Zündende Idee der Wicker-Wacker zur Fastnachtseröffnung

Nachdem Stuttgart 21 auf großen Widerstand gestoßen ist, ließen sich die Elferräte der Karnevalsgesellschaft Wicker-Wacker Östringen zur traditionellen Faschingseröffnung in puncto zukunftsfähiger Verkehrsentwicklung etwas Besseres einfallen: "Während die Schwaben in die Tiefe gehen wollen die Östringer in die Höhe!"

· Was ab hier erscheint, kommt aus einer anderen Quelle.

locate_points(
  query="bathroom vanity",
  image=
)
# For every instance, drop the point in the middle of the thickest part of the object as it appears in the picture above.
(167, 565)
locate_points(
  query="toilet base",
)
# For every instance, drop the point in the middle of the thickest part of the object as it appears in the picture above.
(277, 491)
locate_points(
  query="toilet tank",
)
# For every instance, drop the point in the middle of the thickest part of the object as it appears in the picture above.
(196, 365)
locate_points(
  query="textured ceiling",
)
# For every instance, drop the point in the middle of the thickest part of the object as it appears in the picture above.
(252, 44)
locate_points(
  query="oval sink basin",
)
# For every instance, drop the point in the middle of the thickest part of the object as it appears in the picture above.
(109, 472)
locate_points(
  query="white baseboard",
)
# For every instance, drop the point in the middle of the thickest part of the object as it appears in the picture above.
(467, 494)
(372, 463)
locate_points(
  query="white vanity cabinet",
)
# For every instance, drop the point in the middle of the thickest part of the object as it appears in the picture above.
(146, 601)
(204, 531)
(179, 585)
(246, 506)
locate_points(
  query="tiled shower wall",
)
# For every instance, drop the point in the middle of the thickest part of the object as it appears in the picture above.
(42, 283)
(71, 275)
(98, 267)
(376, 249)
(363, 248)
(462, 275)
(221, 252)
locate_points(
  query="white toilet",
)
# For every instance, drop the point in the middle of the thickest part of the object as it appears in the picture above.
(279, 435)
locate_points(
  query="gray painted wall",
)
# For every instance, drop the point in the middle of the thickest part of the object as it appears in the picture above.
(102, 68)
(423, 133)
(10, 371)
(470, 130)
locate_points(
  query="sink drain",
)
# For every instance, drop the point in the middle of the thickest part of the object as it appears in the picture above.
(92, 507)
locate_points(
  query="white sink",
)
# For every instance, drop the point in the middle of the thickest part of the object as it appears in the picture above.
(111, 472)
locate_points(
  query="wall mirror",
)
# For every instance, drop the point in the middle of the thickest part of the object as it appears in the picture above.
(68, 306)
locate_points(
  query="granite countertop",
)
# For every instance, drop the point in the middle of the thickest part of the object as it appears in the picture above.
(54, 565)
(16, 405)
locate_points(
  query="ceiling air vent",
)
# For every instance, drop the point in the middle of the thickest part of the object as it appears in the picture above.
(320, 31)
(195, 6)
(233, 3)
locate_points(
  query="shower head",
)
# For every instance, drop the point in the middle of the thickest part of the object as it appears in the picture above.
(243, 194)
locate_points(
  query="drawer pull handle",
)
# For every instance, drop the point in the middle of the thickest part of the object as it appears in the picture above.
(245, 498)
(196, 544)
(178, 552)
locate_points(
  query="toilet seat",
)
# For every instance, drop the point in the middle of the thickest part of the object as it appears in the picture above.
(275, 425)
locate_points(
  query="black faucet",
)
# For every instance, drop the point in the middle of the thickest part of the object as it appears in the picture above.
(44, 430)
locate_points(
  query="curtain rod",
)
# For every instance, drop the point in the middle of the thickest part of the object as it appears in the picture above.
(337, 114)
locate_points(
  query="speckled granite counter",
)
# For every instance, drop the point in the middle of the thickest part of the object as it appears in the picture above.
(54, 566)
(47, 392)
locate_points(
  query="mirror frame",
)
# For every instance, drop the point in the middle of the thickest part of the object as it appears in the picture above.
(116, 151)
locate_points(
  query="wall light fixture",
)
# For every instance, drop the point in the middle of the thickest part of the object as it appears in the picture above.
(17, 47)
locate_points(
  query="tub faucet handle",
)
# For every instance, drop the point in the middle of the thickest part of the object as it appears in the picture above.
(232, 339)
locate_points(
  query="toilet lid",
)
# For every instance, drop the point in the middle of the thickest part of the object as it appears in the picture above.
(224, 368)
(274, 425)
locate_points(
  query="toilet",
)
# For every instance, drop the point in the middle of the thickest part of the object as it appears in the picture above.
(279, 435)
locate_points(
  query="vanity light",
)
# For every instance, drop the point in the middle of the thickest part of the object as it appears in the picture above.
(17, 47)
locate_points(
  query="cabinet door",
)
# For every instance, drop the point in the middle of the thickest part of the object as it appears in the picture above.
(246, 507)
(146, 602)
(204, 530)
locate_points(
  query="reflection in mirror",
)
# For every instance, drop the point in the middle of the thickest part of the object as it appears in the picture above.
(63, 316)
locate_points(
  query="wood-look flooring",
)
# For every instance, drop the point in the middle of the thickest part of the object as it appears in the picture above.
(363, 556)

Zum Auftakt der „fünften Jahreszeit“ präsentierten die Gecken der Kraichgaustadt am 11.11. ihr kreatives und nicht ganz ernst gemeintes Konzept zu „Östringen 22“. Die bescheidenen Pläne sehen ein fünfzehnstöckiges Parkhaus in zentraler Lage bei der Musikschule vor, auf dessen Dachgeschoss sich die Talstation einer Seilbahn befindet.

Mit ihrer revolutionären Konstruktion wird die kühne Wicker-Wacker-Immobilie somit zur regelrechten Verkehrsdrehscheibe für Östringen - beispielsweise können die Schüler des großen Bildungszentrums künftig via Parkhaus direkt in die Innenstadt „einschweben“ und werden dort über eine Riesenrutsche wieder wohlbehalten zum Boden befördert. Der starke Verkehr, der die Östringer jahrein jahraus belastet, wird mit der Anlage maßgeblich gemindert, denn die „Personenbeförderungsumschlagstelle“ der Fastnachtszunft eröffnet zwischen Schulen, Sportpark, Freibad und den Einkaufsmöglichkeiten am westlichen Stadtrand den Luftweg, was natürlich zu Zeiten des Klimawandels sehr umweltfreundlich wäre und weniger Belästigungen der lärmgeplagten Bevölkerung zur Folge hätte.

Die ungewöhnliche Idee der findigen Elferräte soll natürlich schnellstmöglich umgesetzt werden. Wer weiß, vielleicht kann beim traditionellen Östringer Faschingsumzug am 5. März schon das Richtfest gefeiert werden.